Maitri is driven to expand the understanding of the fundamentals of music therapy. Articulation and embodiment are guided by the music and rhythms, along with professional oversight. During the sessions, the team adapts to the individual needs of the participants while utilising a mix of traditional folk and modern instruments and acknowledging the richness of Nepali musical culture.
They present the ‘Music Therapy Kit’ with accessible, diverse, and colourful instruments (including lolly drums, madal, and shakers), ensuring that participants with different abilities can engage. Initially, participants are encouraged to choose their preferred instrument, and eventually to swap and explore different instruments. “Continuity helps them become better with the instruments. With emotional regulations, participants also return with their genuine interest to learn,” shares Shakya.
“With people with disabilities, initially, we find them isolated as mobility becomes the primary concern. However, eventually, in music, they become deeply interested and explorative,” says Shakya. “Music Therapy is not merely entertainment.

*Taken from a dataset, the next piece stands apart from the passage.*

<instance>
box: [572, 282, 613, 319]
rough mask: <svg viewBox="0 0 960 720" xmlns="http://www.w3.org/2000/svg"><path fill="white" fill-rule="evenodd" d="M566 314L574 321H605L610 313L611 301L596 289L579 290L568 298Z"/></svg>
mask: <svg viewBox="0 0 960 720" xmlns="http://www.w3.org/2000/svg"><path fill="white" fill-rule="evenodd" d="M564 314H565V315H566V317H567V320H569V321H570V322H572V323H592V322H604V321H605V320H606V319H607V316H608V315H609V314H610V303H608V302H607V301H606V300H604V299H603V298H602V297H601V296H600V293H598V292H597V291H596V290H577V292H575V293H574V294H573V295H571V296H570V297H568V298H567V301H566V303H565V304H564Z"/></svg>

Participants, especially the children, become familiar with each other, understanding how each interacts with instruments, songs and rhythms,” he adds.
Meaningful engagement is ensured when clients gradually release their emotional intensity through the tempo and rhythms. “Especially with the non-verbal participants, the patterns of music help understand what they must be going through emotionally and how their emotions are being confronted,” expresses the team.
Hygiene, safety, and diversity are their primary areas of keen oversight, ensuring that people with different accessibility needs can comfortably participate in and interact with the instruments in each session. “The sound and texture of the instruments are designed to stimulate the fine motor skills of the participants,” explains Dhungana.
Hari Lal Kulu, a musical instrument maker based in Patan, works closely with them on instrument design and creation.
Addressing the urban-rural disparity, Maitri also organises ‘Community Musiking’, projecting the body as the main resource. Through engaging with music, the team explains how they observe visible transformation in participants, from conflict and agitation to relaxation and improved mood. “People come around, dance together, projecting how music invites fun and joy. Especially in the rural areas, music visibly excites people,” says Pradhan. “Clients express how they feel content and better, sancho, after the sessions.”
Despite their efforts and experiences, systemic forces resist their flow. The company continues to operate with a small team and limited resources and are actively looking for fundings and donations. Maitri Music Therapy Nepal’s advocacy reflects a long-term, visionary approach. But the lack of multidisciplinarity in addressing psychological assets and care remains a constant challenge.
Actively working in diverse clinical and non-clinical settings, Maitri Music Therapy Nepal moves forward with a vision rooted in care, creativity, and accessibility. By building awareness, nurturing new practitioners and creating culturally grounded therapeutic experiences, the initiative is gradually reshaping how music is understood in the context of health and well-being.